BOSTON (Reuters) - Financial swindler Bernard Madoff’s two sons and top executives who ran portfolios that funneled money to Madoff’s Ponzi scheme are prohibited from selling houses or moving their money around, a judge ordered.
The order marks the first time that a judge has frozen assets owned by the Madoff sons, who worked with their father, and the hedge fund industry executives.
Connecticut Superior Court Judge Arthur Hiller on Monday afternoon granted a temporary restraining order that freezes assets owned by Mark Madoff and Andrew Madoff. It also freezes the assets of their mother and of their uncle, Peter Madoff.

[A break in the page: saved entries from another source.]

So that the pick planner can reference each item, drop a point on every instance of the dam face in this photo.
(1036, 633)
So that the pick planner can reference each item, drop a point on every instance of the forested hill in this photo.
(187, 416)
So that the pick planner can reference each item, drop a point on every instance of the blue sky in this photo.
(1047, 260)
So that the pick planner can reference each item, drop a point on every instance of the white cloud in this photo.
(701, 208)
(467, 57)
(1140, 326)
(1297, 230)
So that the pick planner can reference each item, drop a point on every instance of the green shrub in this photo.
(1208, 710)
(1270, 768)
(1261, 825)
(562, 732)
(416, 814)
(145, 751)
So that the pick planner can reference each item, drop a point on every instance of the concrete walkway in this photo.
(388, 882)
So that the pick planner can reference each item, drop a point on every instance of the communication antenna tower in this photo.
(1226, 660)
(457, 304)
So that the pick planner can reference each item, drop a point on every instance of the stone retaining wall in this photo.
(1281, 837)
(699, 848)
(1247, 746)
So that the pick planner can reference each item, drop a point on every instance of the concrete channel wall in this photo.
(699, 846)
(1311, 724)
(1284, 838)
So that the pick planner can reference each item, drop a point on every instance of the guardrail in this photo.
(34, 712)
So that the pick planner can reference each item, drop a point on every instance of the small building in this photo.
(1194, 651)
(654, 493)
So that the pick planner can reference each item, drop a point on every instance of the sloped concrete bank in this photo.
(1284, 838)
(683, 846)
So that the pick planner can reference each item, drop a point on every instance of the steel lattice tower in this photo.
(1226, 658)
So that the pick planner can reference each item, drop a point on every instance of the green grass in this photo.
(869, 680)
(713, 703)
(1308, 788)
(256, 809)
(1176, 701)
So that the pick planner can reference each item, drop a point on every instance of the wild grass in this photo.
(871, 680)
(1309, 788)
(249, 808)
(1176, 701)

The order, which is effective until April 13, also covers the assets of prominent hedge fund industry personalities Walter Noel and Jeffrey Tucker, who together founded hedge fund firm Fairfield Greenwich; Andres Piedrahita, a managing director at Fairfield Greenwich; Sandra Manzke, who ran Maxam Capital; and Robert Schulman, who once ran Tremont Group Holdings.
The sons and the executives have not been charged.
Hiller signed the order in response to a lawsuit filed on Monday by the town of Fairfield’s pension funds. Town employees are trying to recover millions of dollars in retirement money they say they lost in Madoff investments.
“This is an important step,” said David Golub, a lawyer who is representing the town of Fairfield.